Partial sequence alignment of the SBE locus from A. cruentus, A. caudatus and A. hypochondriacus. Solid black box shows the species-specific restriction cleavage site for the enzyme Mse I. Major SNP, T-C polymorphism is underlined. Shaded area is partial exon 12.
Next, we examined the genetic variation in intron 11 of the SBE locus from 72 accessions using the PCR-RFLP method (Fig. 2). The primer set crsbe-F/crsbe-R successfully amplified a control region using DNA extracts from all samples. This PCR product, located from 3,240-bp (intron 11) to 3,536-bp (exon 12), was approximately 278 bp (Fig. 2a). After restriction enzyme digestion, the results indicated that PCR-RFLP was a suitable tool for identifying A. cruentus accessions. As shown in Fig. 2b, digestion of the control region in A. cruentus by MseI produced two fragments, 174 bp and 104 bp, whereas A. caudatus and A. hypochondriacus produced the original PCR fragment of approximately 278 bp. This result indicated that the fragment of A. cruentus species contained an MseI site, while the fragments of the other two amaranths had no MseI sites. Thus, our results clearly showed that this PCR-RFLP method was highly reliable for identifying A. cruentus from among the cultivated grain amaranths. Finally, the PCR-RFLP method developed here will save a significant amount of time and reagents when identifying the A. cruentus species within the cultivated grain amaranths.

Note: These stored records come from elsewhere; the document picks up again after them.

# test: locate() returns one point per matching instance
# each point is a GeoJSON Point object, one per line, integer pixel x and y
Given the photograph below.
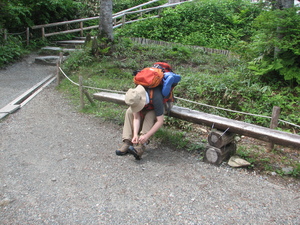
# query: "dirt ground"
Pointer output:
{"type": "Point", "coordinates": [58, 166]}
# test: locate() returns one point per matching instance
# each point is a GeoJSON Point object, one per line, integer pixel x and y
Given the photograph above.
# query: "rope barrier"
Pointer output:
{"type": "Point", "coordinates": [100, 89]}
{"type": "Point", "coordinates": [186, 100]}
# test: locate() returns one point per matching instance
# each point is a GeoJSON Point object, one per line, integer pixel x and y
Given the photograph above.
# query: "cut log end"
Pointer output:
{"type": "Point", "coordinates": [216, 156]}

PCR-RFLP method to identify A. cruentus. a. A single 278-bp fragment was amplified from three cultivated grain species of Amaranthus using primers specific for the SBE locus (see Materials and Methods for details). Markers represent a 100-pb DNA ladder. b. Schematic and result of PCR-RFLP for identifying A. cruentus using intron 11 of the SBE locus. Restriction profiles of PCR amplification of intron 11 of SBE followed by digestion with Mse I. Restriction enzyme cleavage site is shown in bold, and one-base substitution, T-C polymorphism is underlined. Markers represent a100-bp DNA ladder.